‘Robot coming through’
High school students focus on teamwork for event
Anthony Camp wormed through the crowded pit area to make room for what was behind him.
"Robot coming through," the junior from Bonner Springs High School shouted.
That sound echoed Saturday throughout the pit area at the FIRST Robotics Competition Greater Kansas City Regional at Hale Arena in Kansas City, Mo. Schools from four states competed in regional playoff, with winners from here advancing to national finals in Atlanta.
FIRST is an acronym for "For Inspiration and Recognition of Science and Technology." The not-for-profit organization was created in 1989 by inventor Dean Kamen to help youths build knowledge, self-confidence and life skills while pursuing opportunities in science and in math.
Fifty-six high school teams buzzed through the pit at Hale, guiding their robots to and from their matches. At the team bases, members tinkered with parts and adjusted their robots to perform better in the next round.
The teams had six weeks to develop robots that could travel around a track and pull down large balls from an overpass above the track. Judges awarded points for rounding laps, pulling down the balls, pushing the balls around the track, tossing the balls over the overpass and placing the balls back up on the overpass before the end of the round.
While each team developed its own robot, the teams competed as an alliance with two other teams, making the competition three-on-three.
Strategy came into play when developing their robot, Bonner team captain Lindsey Johnson said.
"We made a robot that could get around the track quickly," Lindsey said.
However, strategizing didn't always work.
"We're not doing as good as we probably could have been," said Charles Frager, sophomore at Lawrence High School. "We literally had to cut off the entire front of the robot and redesign it."
Lawrence senior Yoshika Crider said the team wasn't prepared to have to adjust its robot because it was oversized, but admitted it was a learning experience.
"The brainstorming and problem-solving aspects are all used in engineering," she said.
"Stuff comes up and you have to think on your feet and you have to problem solve quickly."
Students also learn life lessons, said Mary Beth Mattingly, sponsor of the Mill Valley High School team from Shawnee.

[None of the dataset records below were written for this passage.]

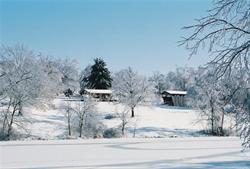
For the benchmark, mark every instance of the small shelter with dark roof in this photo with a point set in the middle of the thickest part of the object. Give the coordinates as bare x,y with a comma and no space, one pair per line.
100,94
174,97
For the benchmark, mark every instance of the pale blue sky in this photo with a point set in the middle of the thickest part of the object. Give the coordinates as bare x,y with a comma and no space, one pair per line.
142,34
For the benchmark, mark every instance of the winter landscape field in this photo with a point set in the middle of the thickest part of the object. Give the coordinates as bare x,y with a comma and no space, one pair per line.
158,153
125,84
166,137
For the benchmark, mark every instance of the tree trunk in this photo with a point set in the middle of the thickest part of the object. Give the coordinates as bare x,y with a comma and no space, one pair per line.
10,124
133,112
80,129
222,119
69,126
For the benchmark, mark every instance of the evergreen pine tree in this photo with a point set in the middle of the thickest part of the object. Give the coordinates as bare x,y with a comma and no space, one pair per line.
100,76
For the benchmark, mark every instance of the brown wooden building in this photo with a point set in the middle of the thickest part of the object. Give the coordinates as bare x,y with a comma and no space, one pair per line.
100,94
174,97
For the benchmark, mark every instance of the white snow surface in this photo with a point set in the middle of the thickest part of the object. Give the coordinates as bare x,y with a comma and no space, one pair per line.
129,153
149,121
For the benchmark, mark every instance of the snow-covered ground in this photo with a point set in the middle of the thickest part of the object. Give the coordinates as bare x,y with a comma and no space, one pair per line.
150,121
129,153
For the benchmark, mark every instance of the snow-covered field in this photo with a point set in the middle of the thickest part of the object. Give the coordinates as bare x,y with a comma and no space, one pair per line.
150,121
180,148
129,153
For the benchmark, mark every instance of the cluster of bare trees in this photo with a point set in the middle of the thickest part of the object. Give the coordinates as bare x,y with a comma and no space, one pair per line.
27,79
225,33
81,118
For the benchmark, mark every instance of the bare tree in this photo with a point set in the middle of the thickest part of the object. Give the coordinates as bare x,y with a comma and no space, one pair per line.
225,31
131,89
69,113
207,99
21,84
124,117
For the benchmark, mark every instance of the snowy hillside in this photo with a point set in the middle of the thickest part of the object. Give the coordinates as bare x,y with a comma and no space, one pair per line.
174,153
150,121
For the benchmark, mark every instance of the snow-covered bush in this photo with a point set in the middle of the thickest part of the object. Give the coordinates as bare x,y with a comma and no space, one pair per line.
112,133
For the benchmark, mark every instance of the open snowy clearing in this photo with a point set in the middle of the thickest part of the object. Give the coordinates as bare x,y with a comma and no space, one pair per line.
149,121
175,153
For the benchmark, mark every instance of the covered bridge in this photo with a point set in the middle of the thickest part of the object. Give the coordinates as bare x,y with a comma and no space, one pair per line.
174,97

"You are not alone out there trying to score points," she said. "You have to work with two other teams, and life requires cooperation."

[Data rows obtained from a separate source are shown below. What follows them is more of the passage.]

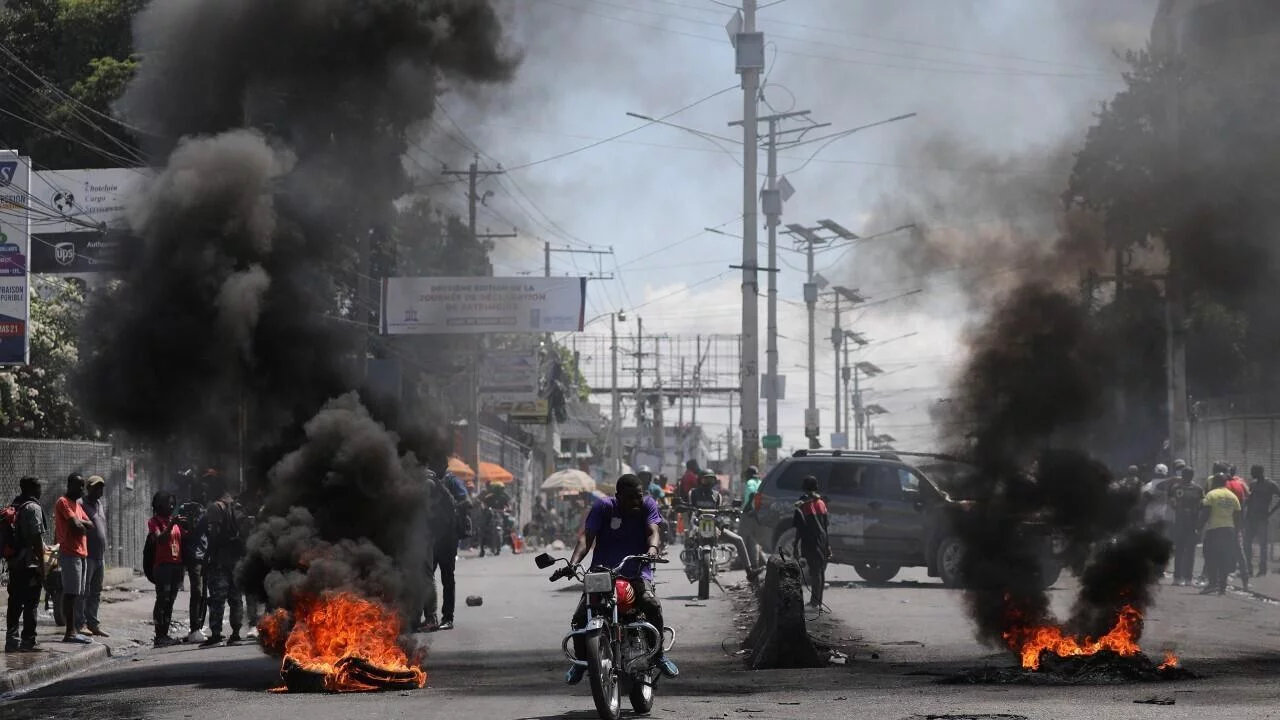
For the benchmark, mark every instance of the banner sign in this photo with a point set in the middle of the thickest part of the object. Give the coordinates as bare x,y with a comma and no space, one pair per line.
483,305
80,213
14,254
508,378
525,413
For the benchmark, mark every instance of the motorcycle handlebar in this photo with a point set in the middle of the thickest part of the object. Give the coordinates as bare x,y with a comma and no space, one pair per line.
716,510
572,570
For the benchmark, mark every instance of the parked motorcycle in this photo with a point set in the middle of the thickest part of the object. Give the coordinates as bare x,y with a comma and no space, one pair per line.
704,556
621,645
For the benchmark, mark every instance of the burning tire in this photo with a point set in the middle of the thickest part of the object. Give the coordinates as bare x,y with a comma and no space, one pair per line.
877,573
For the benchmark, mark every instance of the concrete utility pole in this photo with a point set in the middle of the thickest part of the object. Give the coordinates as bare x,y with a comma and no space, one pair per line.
772,200
836,335
749,46
810,238
616,418
659,431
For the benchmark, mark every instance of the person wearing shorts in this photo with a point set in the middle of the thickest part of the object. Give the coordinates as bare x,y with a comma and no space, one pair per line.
71,529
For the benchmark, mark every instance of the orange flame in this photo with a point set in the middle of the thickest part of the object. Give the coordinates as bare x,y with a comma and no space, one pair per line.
323,632
1031,642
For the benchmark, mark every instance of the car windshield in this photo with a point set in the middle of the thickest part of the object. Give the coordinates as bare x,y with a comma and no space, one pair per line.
956,479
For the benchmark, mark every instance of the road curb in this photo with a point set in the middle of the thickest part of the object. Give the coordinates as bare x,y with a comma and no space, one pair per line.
54,670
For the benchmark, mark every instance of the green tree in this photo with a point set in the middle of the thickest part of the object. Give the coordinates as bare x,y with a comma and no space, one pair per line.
68,60
35,400
1188,154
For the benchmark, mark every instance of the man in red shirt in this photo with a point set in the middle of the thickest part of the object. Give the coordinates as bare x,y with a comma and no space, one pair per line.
167,568
1235,484
71,531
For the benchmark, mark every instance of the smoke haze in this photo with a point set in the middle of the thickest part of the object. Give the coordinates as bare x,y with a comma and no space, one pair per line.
279,131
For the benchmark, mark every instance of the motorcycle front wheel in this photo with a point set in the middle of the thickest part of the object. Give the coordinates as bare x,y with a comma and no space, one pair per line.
604,677
704,577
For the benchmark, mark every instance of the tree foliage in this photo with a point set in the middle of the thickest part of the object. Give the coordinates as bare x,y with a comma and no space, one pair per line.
67,63
1187,154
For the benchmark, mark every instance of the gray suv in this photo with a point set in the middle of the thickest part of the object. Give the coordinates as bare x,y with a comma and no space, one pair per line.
888,510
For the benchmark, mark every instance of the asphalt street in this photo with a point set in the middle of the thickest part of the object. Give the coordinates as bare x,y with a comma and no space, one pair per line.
503,661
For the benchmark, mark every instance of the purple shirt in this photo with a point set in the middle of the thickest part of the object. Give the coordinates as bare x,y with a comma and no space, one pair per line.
618,534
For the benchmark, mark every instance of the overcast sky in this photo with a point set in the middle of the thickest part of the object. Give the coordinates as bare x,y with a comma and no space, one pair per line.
997,85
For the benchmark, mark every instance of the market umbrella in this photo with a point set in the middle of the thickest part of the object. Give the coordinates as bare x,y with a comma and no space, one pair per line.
568,481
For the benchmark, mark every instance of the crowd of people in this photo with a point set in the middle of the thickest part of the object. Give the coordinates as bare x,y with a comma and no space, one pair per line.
1228,516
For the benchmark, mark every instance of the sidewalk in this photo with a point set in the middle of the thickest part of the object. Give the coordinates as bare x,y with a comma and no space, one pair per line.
126,615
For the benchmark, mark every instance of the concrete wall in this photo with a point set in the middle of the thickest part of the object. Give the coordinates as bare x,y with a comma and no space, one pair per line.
128,487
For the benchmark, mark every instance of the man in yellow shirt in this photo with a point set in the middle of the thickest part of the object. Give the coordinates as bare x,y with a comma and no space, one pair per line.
1221,525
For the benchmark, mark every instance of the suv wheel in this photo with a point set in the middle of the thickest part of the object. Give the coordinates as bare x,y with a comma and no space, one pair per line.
876,573
950,556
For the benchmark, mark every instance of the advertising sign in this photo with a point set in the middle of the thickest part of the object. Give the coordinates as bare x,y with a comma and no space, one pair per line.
14,245
508,379
78,217
483,305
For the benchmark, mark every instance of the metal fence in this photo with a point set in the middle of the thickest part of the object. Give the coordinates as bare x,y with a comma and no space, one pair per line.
1240,440
128,487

Lindsey said teamwork also is important for advancing to finals.
"When an alliance wins, people in the audience start to open their eyes," she said. "It shows we do have some skills."

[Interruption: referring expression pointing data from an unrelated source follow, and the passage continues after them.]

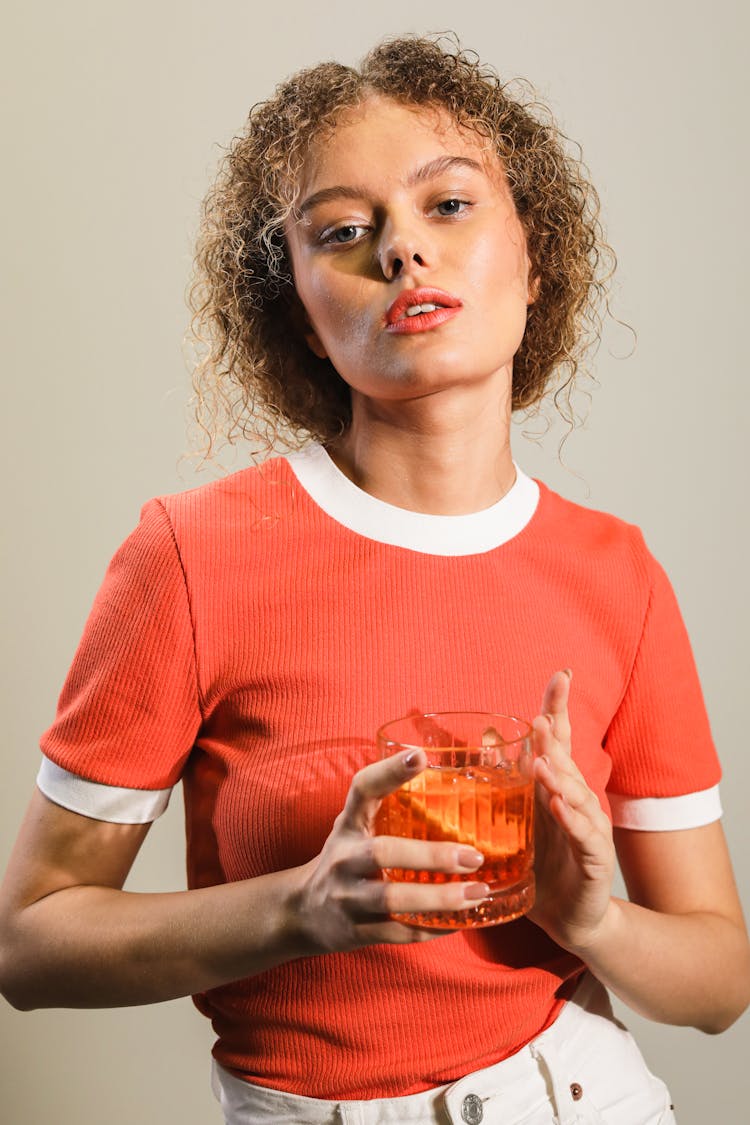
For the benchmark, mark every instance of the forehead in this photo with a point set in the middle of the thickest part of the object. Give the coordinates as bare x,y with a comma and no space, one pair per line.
385,140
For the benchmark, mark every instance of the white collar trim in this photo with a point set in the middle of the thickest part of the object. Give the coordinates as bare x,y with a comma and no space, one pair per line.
430,534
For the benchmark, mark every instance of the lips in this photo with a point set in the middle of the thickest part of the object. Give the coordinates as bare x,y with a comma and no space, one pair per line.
412,298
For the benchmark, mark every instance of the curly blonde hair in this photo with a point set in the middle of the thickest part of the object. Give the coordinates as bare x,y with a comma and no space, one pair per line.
255,376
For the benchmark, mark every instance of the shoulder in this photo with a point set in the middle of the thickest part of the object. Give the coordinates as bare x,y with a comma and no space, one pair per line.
601,534
246,496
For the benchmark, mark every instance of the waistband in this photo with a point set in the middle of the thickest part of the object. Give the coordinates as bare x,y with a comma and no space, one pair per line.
532,1078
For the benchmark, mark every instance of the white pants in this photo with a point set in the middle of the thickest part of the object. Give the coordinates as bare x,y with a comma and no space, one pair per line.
586,1069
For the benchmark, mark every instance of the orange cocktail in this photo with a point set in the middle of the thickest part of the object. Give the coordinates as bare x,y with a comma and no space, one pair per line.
477,790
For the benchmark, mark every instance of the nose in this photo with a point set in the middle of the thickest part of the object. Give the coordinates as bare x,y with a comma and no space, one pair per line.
398,250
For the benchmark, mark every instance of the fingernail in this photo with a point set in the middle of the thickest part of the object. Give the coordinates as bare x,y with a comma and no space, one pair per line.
469,857
476,891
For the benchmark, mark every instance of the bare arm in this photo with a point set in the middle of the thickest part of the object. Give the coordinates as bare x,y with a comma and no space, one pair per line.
70,936
678,952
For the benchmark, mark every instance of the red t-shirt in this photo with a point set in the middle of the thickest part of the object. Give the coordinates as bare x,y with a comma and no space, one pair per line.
252,635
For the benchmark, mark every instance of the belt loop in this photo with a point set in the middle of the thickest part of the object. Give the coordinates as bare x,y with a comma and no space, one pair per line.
550,1061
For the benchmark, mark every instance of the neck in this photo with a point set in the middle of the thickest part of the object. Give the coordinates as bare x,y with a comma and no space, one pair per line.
431,455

The pressure was on Friday and Saturday morning because a good performance during a match meant higher rankings and the chance of getting noticed by better teams.
The top eight teams at the end of regular competition were able to select the teams they wanted on their alliance, during finals.
"We're hoping if we win our next couple of matches, we might have a chance to make it to the finals," said Jerry Hodina, senior from Shawnee Mission North High School in Overland Park.
Mill Valley went to nationals in 2006, its first year competing, because a higher-ranked team asked them to join their alliance during the finals at the regional competition.
When alliances for finals were selected Saturday, none of the area teams - Lawrence, Mill Valley, North, Bonner Springs or Lawrence - were selected.
"We had a lot of unanticipated electrical failures that really held us back," Mill Valley junior Ted Hilk said. "A lot of our issues can be attributed to the fact of parts not being in on time."
Although not part of the finals this year, Ted already was looking ahead to next year's competition and focusing on areas that need improvement.
"Everything we felt we could improve on last year, we made an effort to improve this year," he said. "We are overall far more functional than we were our first year."